Öte yandan XKEYSCORE, şüpheli davranışlar algıladığı durumları modelleyerek, insanları inanılmaz derecede geniş gözetime tabi tutuyor. Örneğin, insanların konumlarını, uyruklarını ve ziyaret edilen web sitelerini temel alarak faaliyetlerini göstermek için sistemde arama yapmak mümkün. Yani bu, Pakistan’da almanca içerikler üretseniz de sizi takip edebildiği anlamına geliyor. Facebook, Twitter, Amazon, YouTube, Netflix ve daha birçok ünlü uygulamalar aslında bizleri bu çerezler ile çok güzel özetliyor. Bu yüzden, ziyaret ettiğiniz her web sitesinde bıraktığımız izler ve tutulan çerezler XKeyscore için en büyük hazinelerden biri.
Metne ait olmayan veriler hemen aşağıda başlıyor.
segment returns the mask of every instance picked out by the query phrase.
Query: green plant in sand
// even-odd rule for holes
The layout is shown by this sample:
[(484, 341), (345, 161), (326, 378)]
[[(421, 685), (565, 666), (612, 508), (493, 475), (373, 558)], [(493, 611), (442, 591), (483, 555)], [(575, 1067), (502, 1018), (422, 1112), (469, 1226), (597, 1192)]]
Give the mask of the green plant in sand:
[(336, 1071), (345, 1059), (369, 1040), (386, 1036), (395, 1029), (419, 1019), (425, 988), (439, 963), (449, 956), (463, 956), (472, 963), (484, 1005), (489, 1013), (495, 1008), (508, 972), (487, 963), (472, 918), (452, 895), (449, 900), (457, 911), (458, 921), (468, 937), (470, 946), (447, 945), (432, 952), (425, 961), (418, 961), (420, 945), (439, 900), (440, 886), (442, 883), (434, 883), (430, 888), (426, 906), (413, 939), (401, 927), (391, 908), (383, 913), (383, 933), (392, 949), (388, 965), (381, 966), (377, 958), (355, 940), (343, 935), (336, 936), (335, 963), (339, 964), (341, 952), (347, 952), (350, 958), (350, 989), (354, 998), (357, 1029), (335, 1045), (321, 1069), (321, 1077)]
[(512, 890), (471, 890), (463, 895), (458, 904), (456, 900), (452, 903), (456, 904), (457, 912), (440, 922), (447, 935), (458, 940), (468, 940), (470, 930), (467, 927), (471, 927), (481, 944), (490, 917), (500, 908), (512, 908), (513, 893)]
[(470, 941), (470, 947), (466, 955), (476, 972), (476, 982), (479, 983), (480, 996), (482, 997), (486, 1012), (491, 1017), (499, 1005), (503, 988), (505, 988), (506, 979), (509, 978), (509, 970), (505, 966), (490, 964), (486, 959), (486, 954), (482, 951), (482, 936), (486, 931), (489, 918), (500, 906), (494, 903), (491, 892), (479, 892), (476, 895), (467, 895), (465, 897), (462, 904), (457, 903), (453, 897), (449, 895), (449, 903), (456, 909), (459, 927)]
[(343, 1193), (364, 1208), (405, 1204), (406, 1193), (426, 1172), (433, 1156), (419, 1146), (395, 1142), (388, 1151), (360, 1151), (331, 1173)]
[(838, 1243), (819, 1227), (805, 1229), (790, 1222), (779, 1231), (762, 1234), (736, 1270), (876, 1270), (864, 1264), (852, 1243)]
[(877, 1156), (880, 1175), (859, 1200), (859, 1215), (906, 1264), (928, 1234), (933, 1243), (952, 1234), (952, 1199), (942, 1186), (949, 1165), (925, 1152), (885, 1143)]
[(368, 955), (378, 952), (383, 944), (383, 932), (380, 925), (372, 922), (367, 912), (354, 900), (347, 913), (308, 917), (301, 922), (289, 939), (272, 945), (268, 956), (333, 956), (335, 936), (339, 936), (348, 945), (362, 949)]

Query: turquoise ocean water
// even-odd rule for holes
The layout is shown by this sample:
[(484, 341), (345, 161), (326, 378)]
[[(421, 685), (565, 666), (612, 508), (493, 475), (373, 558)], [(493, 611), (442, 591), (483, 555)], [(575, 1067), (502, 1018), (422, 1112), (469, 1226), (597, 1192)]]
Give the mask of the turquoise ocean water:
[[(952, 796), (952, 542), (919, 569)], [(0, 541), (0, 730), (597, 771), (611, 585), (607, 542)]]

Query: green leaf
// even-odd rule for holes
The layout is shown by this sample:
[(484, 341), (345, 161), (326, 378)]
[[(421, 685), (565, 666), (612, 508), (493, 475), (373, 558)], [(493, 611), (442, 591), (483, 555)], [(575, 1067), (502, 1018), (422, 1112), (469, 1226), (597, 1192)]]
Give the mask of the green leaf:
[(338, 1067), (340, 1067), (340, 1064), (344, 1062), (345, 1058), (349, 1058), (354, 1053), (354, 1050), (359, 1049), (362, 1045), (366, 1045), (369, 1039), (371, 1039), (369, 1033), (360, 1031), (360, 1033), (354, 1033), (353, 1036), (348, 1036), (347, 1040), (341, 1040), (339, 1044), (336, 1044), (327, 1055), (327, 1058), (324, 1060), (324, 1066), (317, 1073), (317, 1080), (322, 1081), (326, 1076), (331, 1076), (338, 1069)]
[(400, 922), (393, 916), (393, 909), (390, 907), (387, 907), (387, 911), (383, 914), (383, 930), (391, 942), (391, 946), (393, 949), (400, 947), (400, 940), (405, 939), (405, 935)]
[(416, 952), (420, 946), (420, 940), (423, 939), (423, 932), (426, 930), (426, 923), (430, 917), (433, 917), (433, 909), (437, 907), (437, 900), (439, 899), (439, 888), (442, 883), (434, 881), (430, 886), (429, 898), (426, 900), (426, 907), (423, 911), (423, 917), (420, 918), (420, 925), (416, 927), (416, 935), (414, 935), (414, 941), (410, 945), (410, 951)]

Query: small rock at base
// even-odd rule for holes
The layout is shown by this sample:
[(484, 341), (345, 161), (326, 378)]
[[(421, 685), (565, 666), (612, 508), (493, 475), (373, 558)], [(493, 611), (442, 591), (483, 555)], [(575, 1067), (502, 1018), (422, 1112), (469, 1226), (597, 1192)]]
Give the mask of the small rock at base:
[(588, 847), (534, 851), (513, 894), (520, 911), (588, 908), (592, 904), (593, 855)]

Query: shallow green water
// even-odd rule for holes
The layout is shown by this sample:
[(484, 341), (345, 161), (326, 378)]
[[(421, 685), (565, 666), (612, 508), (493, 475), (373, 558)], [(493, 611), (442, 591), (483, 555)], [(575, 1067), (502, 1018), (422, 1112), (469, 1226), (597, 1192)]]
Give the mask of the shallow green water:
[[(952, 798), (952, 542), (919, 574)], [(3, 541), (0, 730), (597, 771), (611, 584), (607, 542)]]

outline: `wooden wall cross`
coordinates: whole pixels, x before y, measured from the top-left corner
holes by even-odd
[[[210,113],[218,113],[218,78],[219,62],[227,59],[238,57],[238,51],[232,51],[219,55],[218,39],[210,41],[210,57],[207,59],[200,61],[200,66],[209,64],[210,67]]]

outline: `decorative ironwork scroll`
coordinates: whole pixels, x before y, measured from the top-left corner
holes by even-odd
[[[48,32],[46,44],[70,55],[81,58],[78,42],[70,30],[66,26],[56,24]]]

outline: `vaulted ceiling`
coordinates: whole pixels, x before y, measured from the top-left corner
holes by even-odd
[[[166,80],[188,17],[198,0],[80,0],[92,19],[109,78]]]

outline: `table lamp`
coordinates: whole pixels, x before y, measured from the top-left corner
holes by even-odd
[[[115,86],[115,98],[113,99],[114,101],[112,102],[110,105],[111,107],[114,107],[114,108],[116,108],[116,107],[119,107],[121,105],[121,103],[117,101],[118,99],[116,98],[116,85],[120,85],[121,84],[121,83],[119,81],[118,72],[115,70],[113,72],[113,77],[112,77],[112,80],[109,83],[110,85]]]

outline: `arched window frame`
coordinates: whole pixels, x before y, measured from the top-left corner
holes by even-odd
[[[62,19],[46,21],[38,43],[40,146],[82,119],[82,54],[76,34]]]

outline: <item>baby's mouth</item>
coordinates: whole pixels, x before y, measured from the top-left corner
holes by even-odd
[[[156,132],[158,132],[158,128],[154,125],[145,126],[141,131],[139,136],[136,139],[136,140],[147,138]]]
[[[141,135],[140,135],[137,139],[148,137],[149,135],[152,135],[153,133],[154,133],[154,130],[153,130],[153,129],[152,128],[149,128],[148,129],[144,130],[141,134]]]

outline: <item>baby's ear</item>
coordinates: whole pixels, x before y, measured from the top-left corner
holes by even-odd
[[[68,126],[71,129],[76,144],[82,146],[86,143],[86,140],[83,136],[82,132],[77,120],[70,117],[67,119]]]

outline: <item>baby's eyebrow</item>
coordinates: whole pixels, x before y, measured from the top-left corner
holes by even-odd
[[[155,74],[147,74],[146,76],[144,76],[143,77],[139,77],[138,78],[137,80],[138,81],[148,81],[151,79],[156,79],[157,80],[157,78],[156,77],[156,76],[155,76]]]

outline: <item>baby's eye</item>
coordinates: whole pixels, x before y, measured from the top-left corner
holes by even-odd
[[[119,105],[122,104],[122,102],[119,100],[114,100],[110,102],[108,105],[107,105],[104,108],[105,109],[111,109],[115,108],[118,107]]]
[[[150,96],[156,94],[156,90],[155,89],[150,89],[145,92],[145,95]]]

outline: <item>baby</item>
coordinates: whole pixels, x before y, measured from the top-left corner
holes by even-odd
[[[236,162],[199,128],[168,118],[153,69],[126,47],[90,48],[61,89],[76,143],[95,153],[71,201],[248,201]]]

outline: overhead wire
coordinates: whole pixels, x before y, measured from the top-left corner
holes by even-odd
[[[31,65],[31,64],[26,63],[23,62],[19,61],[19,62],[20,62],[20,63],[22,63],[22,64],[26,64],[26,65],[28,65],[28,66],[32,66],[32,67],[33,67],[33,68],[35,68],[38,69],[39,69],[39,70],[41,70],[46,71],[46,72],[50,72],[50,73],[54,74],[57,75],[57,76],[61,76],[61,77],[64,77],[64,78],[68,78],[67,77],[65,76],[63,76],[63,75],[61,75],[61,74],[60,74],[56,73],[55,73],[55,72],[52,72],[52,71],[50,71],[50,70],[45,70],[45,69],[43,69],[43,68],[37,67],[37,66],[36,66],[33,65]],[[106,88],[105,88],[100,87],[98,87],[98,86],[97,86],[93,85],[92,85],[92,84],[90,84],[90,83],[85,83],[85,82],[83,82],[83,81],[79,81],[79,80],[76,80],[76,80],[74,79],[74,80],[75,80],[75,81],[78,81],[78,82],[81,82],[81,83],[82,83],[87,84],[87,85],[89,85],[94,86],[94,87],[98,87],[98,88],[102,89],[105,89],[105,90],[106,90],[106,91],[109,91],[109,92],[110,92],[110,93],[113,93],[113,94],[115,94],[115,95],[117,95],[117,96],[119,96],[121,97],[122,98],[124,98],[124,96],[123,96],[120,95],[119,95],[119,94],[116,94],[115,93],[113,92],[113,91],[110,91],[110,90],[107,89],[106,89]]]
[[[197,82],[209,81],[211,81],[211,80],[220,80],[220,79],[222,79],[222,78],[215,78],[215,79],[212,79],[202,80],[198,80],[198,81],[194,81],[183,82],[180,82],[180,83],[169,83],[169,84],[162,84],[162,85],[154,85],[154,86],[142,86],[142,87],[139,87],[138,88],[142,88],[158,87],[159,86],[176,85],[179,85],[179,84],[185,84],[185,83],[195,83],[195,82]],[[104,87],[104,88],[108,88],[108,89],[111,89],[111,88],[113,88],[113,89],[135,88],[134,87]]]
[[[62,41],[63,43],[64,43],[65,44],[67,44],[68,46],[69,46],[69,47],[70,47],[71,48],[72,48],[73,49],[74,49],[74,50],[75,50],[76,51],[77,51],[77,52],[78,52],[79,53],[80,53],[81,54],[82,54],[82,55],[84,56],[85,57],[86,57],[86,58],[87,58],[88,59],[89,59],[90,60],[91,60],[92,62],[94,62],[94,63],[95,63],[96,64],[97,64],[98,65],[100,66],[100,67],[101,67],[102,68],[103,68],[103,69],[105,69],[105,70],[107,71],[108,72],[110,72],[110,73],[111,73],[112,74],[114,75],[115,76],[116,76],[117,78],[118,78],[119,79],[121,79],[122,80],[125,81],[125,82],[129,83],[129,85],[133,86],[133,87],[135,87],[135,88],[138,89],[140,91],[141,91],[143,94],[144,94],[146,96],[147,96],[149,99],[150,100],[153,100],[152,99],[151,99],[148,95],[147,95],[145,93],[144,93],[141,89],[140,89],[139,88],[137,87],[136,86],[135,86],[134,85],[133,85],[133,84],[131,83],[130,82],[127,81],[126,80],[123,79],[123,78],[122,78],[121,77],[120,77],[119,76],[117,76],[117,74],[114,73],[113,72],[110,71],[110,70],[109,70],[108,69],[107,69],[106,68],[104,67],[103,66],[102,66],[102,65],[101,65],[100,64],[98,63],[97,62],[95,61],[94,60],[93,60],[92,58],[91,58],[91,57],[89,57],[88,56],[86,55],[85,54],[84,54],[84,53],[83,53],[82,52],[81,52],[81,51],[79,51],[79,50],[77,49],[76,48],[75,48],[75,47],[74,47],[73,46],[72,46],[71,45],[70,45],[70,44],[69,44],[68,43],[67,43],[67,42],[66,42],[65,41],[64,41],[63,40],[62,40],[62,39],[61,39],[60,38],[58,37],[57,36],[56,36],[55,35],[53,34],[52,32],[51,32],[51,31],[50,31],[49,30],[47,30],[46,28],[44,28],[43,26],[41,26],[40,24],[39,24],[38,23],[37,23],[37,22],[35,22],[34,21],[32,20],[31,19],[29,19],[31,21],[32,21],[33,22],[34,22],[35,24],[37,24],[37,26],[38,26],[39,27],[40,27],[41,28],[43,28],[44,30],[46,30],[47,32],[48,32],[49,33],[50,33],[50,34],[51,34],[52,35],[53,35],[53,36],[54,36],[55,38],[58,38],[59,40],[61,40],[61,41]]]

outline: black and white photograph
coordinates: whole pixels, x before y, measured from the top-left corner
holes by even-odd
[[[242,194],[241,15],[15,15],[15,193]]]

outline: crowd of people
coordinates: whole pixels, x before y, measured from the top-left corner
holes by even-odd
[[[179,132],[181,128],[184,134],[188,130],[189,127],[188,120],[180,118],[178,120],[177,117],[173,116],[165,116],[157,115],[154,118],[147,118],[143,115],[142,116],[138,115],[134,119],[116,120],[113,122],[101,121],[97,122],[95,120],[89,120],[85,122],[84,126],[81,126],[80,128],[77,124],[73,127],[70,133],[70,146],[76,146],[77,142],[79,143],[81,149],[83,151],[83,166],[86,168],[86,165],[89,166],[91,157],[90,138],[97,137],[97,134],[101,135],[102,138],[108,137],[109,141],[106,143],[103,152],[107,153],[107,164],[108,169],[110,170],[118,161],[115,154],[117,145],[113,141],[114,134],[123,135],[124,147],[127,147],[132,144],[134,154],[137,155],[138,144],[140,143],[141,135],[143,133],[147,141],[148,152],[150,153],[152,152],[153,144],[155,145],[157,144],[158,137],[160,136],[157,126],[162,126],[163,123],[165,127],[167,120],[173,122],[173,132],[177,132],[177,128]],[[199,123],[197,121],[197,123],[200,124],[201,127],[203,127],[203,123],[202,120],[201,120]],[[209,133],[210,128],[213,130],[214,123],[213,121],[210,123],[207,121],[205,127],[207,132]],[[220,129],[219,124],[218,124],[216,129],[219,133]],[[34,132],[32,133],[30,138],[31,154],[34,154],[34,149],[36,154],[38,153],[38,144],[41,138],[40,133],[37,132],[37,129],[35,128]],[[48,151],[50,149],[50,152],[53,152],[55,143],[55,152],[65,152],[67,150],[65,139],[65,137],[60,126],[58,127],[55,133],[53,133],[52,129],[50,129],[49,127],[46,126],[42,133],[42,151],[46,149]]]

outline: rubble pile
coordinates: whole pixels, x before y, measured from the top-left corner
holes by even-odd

Dolayısıyla ben VPN kullanıyorum ya da internete şöyle erişiyorum demenin de çerezlerinizi silemedikçe bir önemi kalmıyor.

XKEYSCORE’un kapasitesi ve yöntemleri yalnızca bilgileri toplama ve arşivleme ile sınırlı değil. Tüm bunların yanında bunları kullanarak kolayca istedikleri sistemleri de hackleyebildikleri ve erişim sağlayabildikleri belgelerde öne çıkıyor. Bu yüzden NSA analistlerinin popüler hedeflerinden biri de sistem yöneticileri. Sistem yöneticilerinin bilgilerine erişmek krallığın anahtarını elinde bulundurmak demek. Dolayısıyla analistler, sistem yöneticilerini hedef alarak bir çok sisteme erişim sağlayabiliyor. Ayrıca, sistem sürekli olarak Hacker forumlarını, sızdırılmış veri ve diğer hack araçlarını satan veya kullanan kişileri ve web sayfalarını da takip ediyor. NSA, rakipleri tarafından geliştirilen araçları anlamak için izlerken, aynı zamanda bu tür yeteneklerin satın alınabileceği yerleri de izliyor.

XKeyscore Nasıl Çalışır?

Dünyanın herhangi bir yerinde, bir kişi çevrimiçi olduğunda -ister e-postalarını okumak için, ister sosyal medyada gezmek için, ister oyun oynamak için- yaptığı eylemden bağımsız bir şekilde gönderdiği ve aldığı tüm i̇nternet trafiğinin toplanması ve işlenmesi XKeyscore’un bu dağıtık yapısının nasıl çalıştığı hakkında oldukça merak uyandırıyor. Bu kadar büyük ve istikrarlı bir bilgi akışını anlamak için, NSA analistleri, farklı trafik türlerini tespit etmek ve her türden yararlı bilgileri ayıklamak için binlerce script yazdılar.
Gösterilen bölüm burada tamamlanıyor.